Nie napiszę przy tym człowieku stanowiska, czy tytułu z dużej litery. Już od dawna stracił u mnie swój szacunek i godność.
Z wielkim sercem, rozumem i emocjami, więc z głębokim szacunkiem zawsze napiszę Papież Jan Paweł II (św.). Także godny najwyższego szacunku jest Papież Benedykt. Niestety, na razie to koniec.
Pan powszechnie znany jako papież Franciszek to Argentyńczyk Jorge Mario Bergoglio. Lat 87. Obserwując prezydenta USA Joe Bidena, również po 80–tce, widzimy, że z wieloma osobami publicznymi, nie tylko w sferze cielesnej, ale głównie umysłowej dzieje się coś niedobrego.
Cóż takiego tak mnie poruszyło, że publicznie wyrażam niechęć do głowy mojego kościoła i mam o nim złe zdanie.
Dlatego:
"Zielona granica" Agnieszki Holland - produkcja szkalująca polskich funkcjonariuszy - zostanie pokazana w... Watykanie. To nie wszystko. W Filmotece Watykańskiej, w obecności wyższych rangą przedstawicieli duchowieństwa Kościoła Katolickiego, Agnieszka Holland odbierze Nagrodę Specjalną Fuoricampo. [1]
Więc zacząłem się zastanawiać: - KOGO SŁUCHA PAPIEŻ?
W swojej katolickiej pokorze i naiwności, zawsze byłem przekonany, że Papież słuch tylko Boga.
Taki byłem od Pierwszej Komunii. Wyobrażałem sobie, że Papież jest zawsze ustanowionym przez Trójcę Świętą łącznikiem pomiędzy Bogiem i wiernymi. Przecież dwa tysiące lat temu pierwszym papieżem był święty Piotr – towarzysz i wierny przyjaciel Jezusa Chrystusa.
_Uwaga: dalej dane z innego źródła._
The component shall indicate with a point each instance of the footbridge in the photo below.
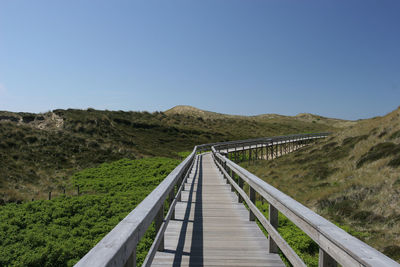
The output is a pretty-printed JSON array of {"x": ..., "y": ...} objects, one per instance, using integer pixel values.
[{"x": 211, "y": 219}]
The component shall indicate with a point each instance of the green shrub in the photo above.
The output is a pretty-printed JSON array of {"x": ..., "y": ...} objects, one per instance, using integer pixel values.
[
  {"x": 379, "y": 151},
  {"x": 61, "y": 231}
]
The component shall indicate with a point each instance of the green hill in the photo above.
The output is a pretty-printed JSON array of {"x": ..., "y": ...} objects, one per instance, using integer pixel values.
[{"x": 40, "y": 152}]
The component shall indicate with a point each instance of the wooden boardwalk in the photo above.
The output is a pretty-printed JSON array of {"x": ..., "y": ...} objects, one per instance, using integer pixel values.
[{"x": 211, "y": 228}]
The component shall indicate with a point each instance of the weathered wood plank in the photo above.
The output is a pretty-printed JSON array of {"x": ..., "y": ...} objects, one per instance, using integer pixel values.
[{"x": 211, "y": 227}]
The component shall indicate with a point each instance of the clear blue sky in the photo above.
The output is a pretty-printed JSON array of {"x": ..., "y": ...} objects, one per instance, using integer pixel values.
[{"x": 338, "y": 58}]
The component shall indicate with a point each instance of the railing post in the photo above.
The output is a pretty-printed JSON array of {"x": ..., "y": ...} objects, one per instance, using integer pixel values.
[
  {"x": 233, "y": 178},
  {"x": 158, "y": 223},
  {"x": 272, "y": 150},
  {"x": 131, "y": 262},
  {"x": 325, "y": 260},
  {"x": 273, "y": 220},
  {"x": 240, "y": 183},
  {"x": 252, "y": 195},
  {"x": 249, "y": 153},
  {"x": 262, "y": 151}
]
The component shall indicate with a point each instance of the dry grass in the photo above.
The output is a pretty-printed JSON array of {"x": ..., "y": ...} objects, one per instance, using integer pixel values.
[{"x": 329, "y": 178}]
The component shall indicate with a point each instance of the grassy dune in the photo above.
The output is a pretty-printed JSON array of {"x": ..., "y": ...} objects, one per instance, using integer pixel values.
[
  {"x": 351, "y": 178},
  {"x": 40, "y": 152},
  {"x": 59, "y": 232}
]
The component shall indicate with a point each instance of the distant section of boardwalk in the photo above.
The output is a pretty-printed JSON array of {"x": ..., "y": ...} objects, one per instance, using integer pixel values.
[{"x": 211, "y": 228}]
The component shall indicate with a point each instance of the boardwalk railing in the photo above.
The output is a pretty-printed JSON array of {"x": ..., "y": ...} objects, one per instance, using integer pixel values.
[{"x": 118, "y": 247}]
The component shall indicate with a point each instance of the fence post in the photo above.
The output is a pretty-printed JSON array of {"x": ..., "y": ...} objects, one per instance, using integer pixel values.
[
  {"x": 325, "y": 260},
  {"x": 171, "y": 199},
  {"x": 158, "y": 222},
  {"x": 273, "y": 219},
  {"x": 131, "y": 262},
  {"x": 240, "y": 183}
]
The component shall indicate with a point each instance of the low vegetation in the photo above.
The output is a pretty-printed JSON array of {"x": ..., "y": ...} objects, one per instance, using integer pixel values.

Ucieleśnionego Boga Ojca.
Cóż... Coś się w wysokiej hierarchii kościelnej, wśród kardynałów, arcybiskupów i biskupów popsuło, doznali diabelskiego zaćmienia, albo chwilowego obłędu, że dziesięć lat temu wybrali spośród siebie człowieka, który raczej woli słuchać Antychrysta niż Boga Ojca, Syna Bożego i Ducha Świętego.
Już jego poprzednie poczynania, zwieńczone stosunkiem do Rosji i Putina, w trakcie, gdy oni bestialsko mordowali niewinnych Ukraińców, kazały się zastanowić, czy to faktycznie prawdziwa Głowa Kościoła.
Gest wykonany w stosunku do zdrajczyni swojego kraju, do parszywego, kłamliwego jej wytworu z piekła rodem, gdzie łamie wiele przykazań i wartości chrześcijańskich; przyklaskiwanie temu i nagradzanie kobiety oszalałej i brudnej, jest powodem, że skreślam tego człowieka z grupy ludzi godnych szacunku i pokory.
Niech pani Holland, panie papieżu zaprowadzi pana tam, skąd sama przyszła.
Ja płakać nie będę.
Ps. Czy mam czuć już zapach Armagedonu? Podobno Eufrat wysechł. A to zły omen.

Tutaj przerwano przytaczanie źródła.